I showed up at the Ranger Station and filled out some waivers then stood around while a bunch of people showed up. I was pretty impressed by the number of volunteers who were there, and all of them looked like kids. I was just starting to think to myself how great it was that so many kids around here are into hiking and volunteering, when I learned that all of the volunteers were indeed university students, and that they were volunteering as a requirement for their degree programs or courses they were taking.  This diminished my view of them slightly, they were here because they had to be, not because it was something they really wanted to do. Still, I bet they had choices about where they could volunteer and the fact that they chose back-breaking manual labor speaks well of them. I was the only non-student volunteer. This made me both feel old and young. Old because I was over a decade older than all the other volunteers, and had a lot less in common with them. Young, because, hey, I was hanging out with a bunch of young college students! Made me feel like a student again.

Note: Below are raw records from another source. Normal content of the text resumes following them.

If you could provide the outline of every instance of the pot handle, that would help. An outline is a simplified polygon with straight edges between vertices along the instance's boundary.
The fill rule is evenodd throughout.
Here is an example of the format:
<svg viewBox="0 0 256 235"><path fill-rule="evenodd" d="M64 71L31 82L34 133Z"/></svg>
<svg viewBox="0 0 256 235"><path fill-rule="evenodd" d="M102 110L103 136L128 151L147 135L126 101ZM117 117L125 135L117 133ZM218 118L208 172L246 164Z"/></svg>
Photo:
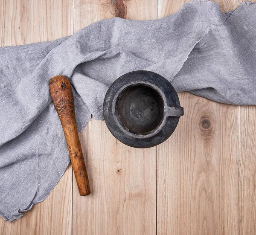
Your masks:
<svg viewBox="0 0 256 235"><path fill-rule="evenodd" d="M169 107L166 109L167 116L169 117L180 117L184 115L183 107Z"/></svg>

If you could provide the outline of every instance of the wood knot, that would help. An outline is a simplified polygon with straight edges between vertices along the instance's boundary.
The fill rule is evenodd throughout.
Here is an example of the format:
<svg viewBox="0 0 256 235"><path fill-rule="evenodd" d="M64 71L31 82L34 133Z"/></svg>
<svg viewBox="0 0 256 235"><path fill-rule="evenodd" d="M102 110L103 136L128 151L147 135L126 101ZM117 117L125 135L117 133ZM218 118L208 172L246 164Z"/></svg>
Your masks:
<svg viewBox="0 0 256 235"><path fill-rule="evenodd" d="M200 134L205 137L212 137L215 136L215 131L214 126L213 117L204 115L200 118L199 125Z"/></svg>
<svg viewBox="0 0 256 235"><path fill-rule="evenodd" d="M117 168L116 169L116 172L120 174L122 173L122 169Z"/></svg>
<svg viewBox="0 0 256 235"><path fill-rule="evenodd" d="M211 126L211 123L209 120L204 119L202 121L202 127L204 129L209 129Z"/></svg>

The Rangers took us up to a section of trail being built from Woodson Gap, near the coordinates N36 27.512 W84 00.747. We worked on side-hill digging on a 200 ft section of trail, and spent a good 3 hours doing so between breaks and instruction from the Rangers. For the number of manhours we put in, the amount of trail we built was pretty disparaging. At this rate, the CT might never get finished. But I think also that the Rangers did not want to push us "students" too hard, or give us too much responsibility. By keeping us all fairly close, they could keep us under close supervision. The section of trail we built could almost have been a carriage road, it was getting fairly wide from all our digging. I hope it gives future CT hikers the best 30 seconds of hiking they could hope for!